زُيِّنَ لِلنَّاسِ حُبُّ الشَّهَوَاتِ مِنَ النِّسَاء وَالْبَنِينَ وَالْقَنَاطِيرِ الْمُقَنطَرَةِ مِنَ الذَّهَبِ وَالْفِضَّةِ وَالْخَيْلِ الْمُسَوَّمَةِ وَالأَنْعَامِ وَالْحَرْثِ ذَلِكَ مَتَاعُ الْحَيَاةِ الدُّنْيَا وَاللّهُ عِندَهُ حُسْنُ الْمَآبِ
“İnsanlara kadınlar, oğullar, yüklerle altın ve gümüş yığınları, salma atlar, davarlar, ekinler kabilinden aşırı sevgiyle bağlanılan şeyler çok süslü gösterilmiştir. Hâlbuki bunlar dünya hayatının geçici faydalarını sağlayan şeylerdir.
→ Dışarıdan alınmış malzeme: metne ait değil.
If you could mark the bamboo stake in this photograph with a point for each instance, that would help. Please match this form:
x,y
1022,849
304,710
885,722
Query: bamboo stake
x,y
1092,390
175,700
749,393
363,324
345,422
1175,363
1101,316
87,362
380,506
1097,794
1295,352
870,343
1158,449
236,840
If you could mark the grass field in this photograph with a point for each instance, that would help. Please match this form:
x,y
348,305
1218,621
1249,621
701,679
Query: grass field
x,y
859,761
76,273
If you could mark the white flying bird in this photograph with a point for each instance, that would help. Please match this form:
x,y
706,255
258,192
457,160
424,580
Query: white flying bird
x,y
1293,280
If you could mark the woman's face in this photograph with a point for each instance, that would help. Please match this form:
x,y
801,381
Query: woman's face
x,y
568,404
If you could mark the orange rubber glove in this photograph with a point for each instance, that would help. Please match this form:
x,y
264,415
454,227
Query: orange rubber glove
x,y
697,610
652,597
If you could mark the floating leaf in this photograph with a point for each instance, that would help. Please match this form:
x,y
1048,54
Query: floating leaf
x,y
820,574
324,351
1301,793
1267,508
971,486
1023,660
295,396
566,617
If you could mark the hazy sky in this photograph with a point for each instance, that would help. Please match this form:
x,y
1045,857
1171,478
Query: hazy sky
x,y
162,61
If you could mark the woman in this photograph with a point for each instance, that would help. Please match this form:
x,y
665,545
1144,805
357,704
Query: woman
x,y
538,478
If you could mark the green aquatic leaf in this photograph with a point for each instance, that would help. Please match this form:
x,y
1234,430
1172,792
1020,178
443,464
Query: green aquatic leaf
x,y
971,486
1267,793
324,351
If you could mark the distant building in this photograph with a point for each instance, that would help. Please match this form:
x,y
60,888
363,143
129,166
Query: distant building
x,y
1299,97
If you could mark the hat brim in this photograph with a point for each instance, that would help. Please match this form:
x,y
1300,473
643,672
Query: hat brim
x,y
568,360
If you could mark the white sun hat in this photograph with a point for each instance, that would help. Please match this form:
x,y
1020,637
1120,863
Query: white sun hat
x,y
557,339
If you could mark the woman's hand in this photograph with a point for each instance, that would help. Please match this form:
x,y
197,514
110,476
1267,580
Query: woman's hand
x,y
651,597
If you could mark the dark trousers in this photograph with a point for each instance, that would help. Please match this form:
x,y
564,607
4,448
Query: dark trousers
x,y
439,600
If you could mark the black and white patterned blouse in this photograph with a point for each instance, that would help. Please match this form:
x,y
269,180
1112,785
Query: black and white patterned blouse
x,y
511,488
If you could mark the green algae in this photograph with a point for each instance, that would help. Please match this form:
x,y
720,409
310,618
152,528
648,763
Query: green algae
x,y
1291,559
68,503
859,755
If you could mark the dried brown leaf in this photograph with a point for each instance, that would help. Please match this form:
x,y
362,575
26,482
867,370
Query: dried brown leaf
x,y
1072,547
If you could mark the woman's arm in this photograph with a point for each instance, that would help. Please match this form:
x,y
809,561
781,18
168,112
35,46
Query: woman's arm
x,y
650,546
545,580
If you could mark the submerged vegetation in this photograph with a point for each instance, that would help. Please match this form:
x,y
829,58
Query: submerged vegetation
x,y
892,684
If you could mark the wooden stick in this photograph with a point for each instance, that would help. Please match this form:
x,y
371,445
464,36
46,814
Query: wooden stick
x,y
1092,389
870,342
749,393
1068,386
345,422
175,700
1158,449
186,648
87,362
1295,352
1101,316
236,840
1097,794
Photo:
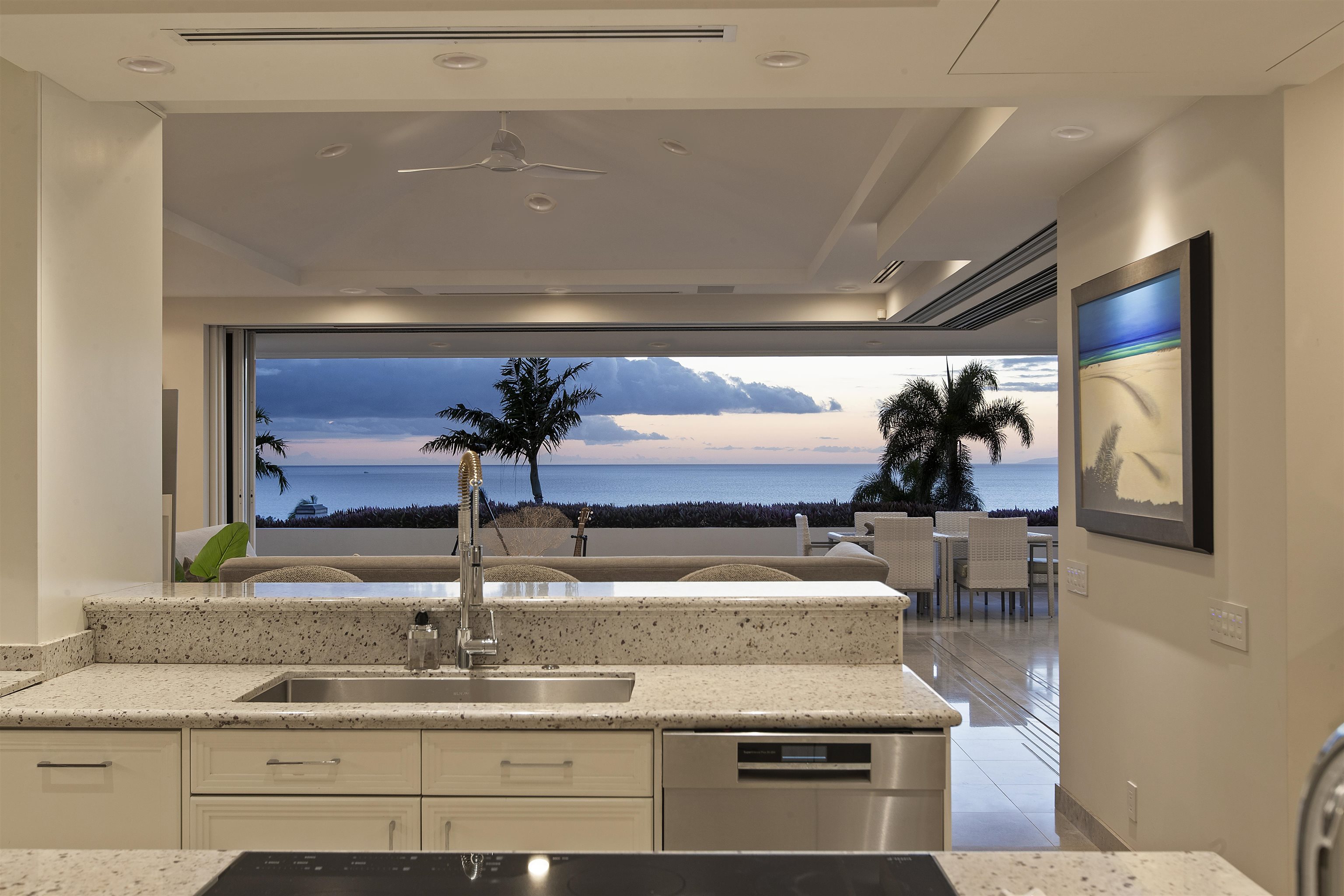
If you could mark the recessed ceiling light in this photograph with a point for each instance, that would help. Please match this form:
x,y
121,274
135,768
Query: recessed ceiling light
x,y
460,61
783,60
1073,132
539,203
146,65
Oysa varılacak yerin (ebedî hayatın) bütün güzellikleri Allah katındadır.”[6]
اعْلَمُوا أَنَّمَا الْحَيَاةُ الدُّنْيَا لَعِبٌ وَلَهْوٌ وَزِينَةٌ وَتَفَاخُرٌ بَيْنَكُمْ وَتَكَاثُرٌ فِي الْأَمْوَالِ وَالْأَوْلَادِ كَمَثَلِ غَيْثٍ أَعْجَبَ الْكُفَّارَ نَبَاتُهُ ثُمَّ يَهِيجُ فَتَرَاهُ مُصْفَرّاً ثُمَّ يَكُونُ حُطَاماً وَفِي الْآخِرَةِ عَذَابٌ شَدِيدٌ وَمَغْفِرَةٌ مِّنَ اللَّهِ وَرِضْوَانٌ وَمَا الْحَيَاةُ الدُّنْيَا إِلَّا مَتَاعُ الْغُرُورِ
“Biliniz ki dünya hayatı bir oyun, bir eğlence, bir süs ve kendi aranızda övünme, mal ve evlat çoğaltma yarışından ibarettir. Bu, tıpkı bir yağmura benzer ki; bitirdiği ot, ekincilerin hoşuna gider, sonra kurur, onu sapsarı görürsün, sonra çerçöp olur. Ahirette ise çetin bir azab; Allah'tan mağfiret ve rıza vardır. Dünya hayatı, aldatıcı bir zevkten başka bir şey değildir.”[7]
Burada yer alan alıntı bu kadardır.